Only in God’s infinite and unknowable wisdom does the exile become the mechanism in which the people Israel become who God always intended them to be.
In that time, living as strangers in a strange land, if the exiles were able to take a good and hard look at themselves in the mirror they would’ve seen a tiny, miserable, and insignificant band of uprooted men and women who were standing on the edges of the empire.
But Isaiah screams out at them in the midst of the suffering and isolation and fear: “That’s not who you are! You don’t belong to Babylon, you don’t even belong to yourselves, you belong to God!”
They are a hopeless people in desperate need of hope. But where in the world could they find hope in the midst of such uncertainty?

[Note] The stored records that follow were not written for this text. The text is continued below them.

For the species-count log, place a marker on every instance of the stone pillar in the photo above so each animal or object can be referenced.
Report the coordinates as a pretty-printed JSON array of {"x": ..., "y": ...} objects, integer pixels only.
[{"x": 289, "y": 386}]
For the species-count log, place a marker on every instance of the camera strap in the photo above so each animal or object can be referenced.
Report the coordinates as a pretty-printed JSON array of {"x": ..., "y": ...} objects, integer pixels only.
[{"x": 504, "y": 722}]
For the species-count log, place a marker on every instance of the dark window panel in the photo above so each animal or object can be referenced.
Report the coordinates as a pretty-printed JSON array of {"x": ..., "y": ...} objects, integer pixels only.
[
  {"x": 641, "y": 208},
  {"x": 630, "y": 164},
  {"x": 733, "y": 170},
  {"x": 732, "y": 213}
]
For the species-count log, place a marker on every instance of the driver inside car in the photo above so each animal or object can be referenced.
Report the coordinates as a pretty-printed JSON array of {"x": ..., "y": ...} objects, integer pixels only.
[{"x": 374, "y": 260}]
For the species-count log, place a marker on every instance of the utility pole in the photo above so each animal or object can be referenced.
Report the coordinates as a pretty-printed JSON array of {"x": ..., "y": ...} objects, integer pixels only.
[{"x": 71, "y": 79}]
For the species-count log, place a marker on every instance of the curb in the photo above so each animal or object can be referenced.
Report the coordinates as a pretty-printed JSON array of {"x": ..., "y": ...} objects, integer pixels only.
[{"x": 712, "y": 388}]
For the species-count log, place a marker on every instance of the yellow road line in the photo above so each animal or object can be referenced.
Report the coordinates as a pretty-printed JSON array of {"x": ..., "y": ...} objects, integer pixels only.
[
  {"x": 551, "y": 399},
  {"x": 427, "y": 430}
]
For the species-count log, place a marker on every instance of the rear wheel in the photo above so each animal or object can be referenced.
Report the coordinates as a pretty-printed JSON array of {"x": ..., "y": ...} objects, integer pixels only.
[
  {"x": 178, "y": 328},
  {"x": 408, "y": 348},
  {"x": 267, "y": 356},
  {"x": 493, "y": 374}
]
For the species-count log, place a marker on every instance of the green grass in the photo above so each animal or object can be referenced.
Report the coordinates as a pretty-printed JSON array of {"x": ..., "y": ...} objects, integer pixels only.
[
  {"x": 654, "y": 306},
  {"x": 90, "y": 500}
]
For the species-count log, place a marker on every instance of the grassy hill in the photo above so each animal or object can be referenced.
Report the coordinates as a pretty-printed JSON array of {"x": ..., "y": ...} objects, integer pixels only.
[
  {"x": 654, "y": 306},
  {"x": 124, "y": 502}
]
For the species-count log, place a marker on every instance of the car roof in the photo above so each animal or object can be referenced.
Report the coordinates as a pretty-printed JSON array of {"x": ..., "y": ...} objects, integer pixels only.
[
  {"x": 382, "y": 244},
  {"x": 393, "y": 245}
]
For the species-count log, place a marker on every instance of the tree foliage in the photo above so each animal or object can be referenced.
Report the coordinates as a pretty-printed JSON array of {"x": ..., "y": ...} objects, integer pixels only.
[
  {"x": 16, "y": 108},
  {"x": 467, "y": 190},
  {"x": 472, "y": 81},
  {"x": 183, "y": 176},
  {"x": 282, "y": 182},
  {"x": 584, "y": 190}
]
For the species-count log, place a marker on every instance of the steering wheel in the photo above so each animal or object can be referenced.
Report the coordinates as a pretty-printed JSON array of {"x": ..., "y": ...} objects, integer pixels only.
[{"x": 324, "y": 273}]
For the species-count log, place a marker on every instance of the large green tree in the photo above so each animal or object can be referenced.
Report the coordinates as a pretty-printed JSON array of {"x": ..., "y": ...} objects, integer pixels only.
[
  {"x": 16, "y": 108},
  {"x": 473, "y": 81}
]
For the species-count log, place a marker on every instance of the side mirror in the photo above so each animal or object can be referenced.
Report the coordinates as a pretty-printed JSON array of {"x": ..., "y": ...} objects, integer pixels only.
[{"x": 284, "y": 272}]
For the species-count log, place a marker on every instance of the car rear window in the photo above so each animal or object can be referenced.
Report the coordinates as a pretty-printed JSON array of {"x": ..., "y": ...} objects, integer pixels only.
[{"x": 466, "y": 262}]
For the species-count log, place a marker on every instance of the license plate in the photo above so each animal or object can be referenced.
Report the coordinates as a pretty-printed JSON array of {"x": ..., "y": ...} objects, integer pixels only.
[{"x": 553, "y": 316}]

The hope they so desperately needed is not within them, it is not even in some leader who claims to speak on behalf of all the people.
Their hope, their only hope, is in the One who has not turned away from them.
Today, just as in the time of Isaiah, we let our sins define us and those around us. Whether it was a one time mistake, or even a habitual failure, we name and are named by our failures. We’ve grown far too comfortable with letting a choice define an entire person’s life.
And yet, and yet (!), we are precious lambs of Jesus Christ in the sight of God despite our sins! That’s crazy! No matter how horrible we feel about what we’ve done, no matter how judgmental we are regarding the actions of the people around us, to God we are precious.
To God we will always belong.
However, lest we fall prey to the belief that God’s loves gives us the freedom to do whatever we want, to whomever we want, whenever we want… that’s not what Isaiah is saying. The prophet is looking out on a people in the midst of uncertainty, then and now, and says that when we fail and fall (because we will), whether as individuals or even as churches, we can take comfort in the realization that our sins do not prompt God to quit loving us or laying claim to us.
God’s love doesn’t free us to sin. God’s loves frees us from believing that our sins define us.
We can put our trust and hope in a great number of things – a spouse, a job, a politician, a bank account. But all of those things will eventually fail to give us what we’re looking for.
Instead, the prophet Isaiah calls us to put our hope and trust in the One who never abandons us.
Today churches all across the globe are celebrating the baptism of Jesus Christ. They will encounter the wonderful story of Jesus being compelled to the water and receiving his own baptism by his cousin John. And it is a rather fitting moment for us considering the fact that in baptism, God marks us and claims us as God’s own children. In the water, God seals God’s love for us, no matter what we’ve done and no matter what we will do.
In the water, we are precious.
Baptism, though we only receive it once, is not something that we do and then wash our hands of it forever. Our individual baptisms are something that we return to over and over again. At our church today we were planning to baptize a grandfather and his granddaughter, but the snow prevented us from gathering together! We were going to surround them at the fount as they heard the words that countless others have heard. I baptize you in the name of the Father, and the Son, and the Holy Spirit – you are a precious lamb of Jesus Christ.
And then the plan was to have everyone come forward to place their fingers or the hands in the water to remember their own baptisms – to be grateful and mindful of the water that brings us our truest identities.
Throughout January we’re doing a series on What’s Right With The Church? There’s plenty that’s wrong, but there is far more right with the church than wrong. In the church, and in particular through the sacrament of baptism, we discover that we are wanted and loved by God regardless of whether we deserve it or not.
That’s pretty crazy when you think about it!
While we live in a world in which institutions and individuals can regularly disappoint us or even abandon us, God says, “I have called you by name, and you are mine!” Amen.